The Toxic Avenger Part II is a 1989 American superhero black comedy film released by Troma Entertainment. It is the second installment of The Toxic Avenger franchise. It was directed by Lloyd Kaufman and features The Toxic Avenger in an adventure to Japan to meet his father. Devilman and Cutie Honey creator Go Nagai makes a cameo appearance. The film is also the debut of actor/martial artist Michael Jai White and musician/composer/performance artist Phoebe Legere.

Plot
Melvin Junko has been transformed into the superhero known as the Toxic Avenger. He has made Tromaville a safe place again. His blind girlfriend Claire gets him a job at the Tromaville Center for the Blind.

Apocalypse Inc., a New York-based chemical company, finds Tromaville to be the perfect home for its new takeover site, and has an employee disguised as a PUS deliveryman deliver a bomb into the center. Claire escapes upon learning of the bomb, but everyone else is killed. When the deliveryman and an Apocalypse construction worker arrive to begin their takeover, the Toxic Avenger emerges from the rubble and kills them.
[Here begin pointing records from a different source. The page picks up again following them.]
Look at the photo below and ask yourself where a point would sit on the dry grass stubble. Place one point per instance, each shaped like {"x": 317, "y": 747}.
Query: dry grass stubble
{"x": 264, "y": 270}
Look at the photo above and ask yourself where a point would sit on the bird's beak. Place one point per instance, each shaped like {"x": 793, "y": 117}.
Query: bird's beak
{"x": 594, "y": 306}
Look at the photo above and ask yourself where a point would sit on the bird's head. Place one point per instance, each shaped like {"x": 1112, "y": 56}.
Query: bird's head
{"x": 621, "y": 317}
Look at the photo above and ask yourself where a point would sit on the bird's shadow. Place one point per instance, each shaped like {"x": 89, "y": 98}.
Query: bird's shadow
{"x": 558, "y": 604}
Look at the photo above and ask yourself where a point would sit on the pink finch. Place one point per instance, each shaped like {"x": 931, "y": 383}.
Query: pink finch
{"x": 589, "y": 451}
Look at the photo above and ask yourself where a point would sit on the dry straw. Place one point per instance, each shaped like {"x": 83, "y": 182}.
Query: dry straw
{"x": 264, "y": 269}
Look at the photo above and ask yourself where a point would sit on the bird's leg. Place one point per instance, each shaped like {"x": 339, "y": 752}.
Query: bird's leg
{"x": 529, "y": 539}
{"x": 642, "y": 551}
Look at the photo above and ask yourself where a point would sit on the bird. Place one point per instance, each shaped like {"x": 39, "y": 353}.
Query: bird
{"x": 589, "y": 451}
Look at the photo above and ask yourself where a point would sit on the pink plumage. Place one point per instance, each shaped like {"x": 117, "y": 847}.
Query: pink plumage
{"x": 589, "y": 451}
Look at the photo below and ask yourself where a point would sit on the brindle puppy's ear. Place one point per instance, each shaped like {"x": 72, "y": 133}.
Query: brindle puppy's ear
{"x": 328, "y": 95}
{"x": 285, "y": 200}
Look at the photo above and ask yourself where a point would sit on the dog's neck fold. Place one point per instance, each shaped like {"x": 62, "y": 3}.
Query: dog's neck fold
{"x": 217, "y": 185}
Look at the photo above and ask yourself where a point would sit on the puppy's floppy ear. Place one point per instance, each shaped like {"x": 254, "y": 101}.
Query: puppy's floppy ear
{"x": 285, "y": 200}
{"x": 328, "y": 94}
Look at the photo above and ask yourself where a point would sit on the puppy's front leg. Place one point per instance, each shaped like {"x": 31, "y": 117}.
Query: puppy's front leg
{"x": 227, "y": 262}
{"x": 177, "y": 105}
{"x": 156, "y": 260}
This leads to an all-out assault by members of Apocalypse Inc. Toxie defeats the thugs. Displeased, the Chairman orders his number one Mona Malfaire to call a meeting with the board of directors and fire the entire personnel department.

Apocalypse Inc. discover Toxie's father had left him and his mother when he was a baby. Using one of their "bad girls" as Toxie's psychologist, they convince Toxie to go to Japan to look for his father even though he has reservations about leaving Claire. Claire tells Toxie to go find his father. Toxie heads to Japan using a windsurfboard and a paper, asking for his father from the worker at a local Japanese restaurant. However, forgetting his passport, he enters Tokyo Godzilla-style, shocking a group of beachgoers. He runs into Masami, who is at first shocked, but befriends him after he saves her from some thugs. She offers to help him find his father.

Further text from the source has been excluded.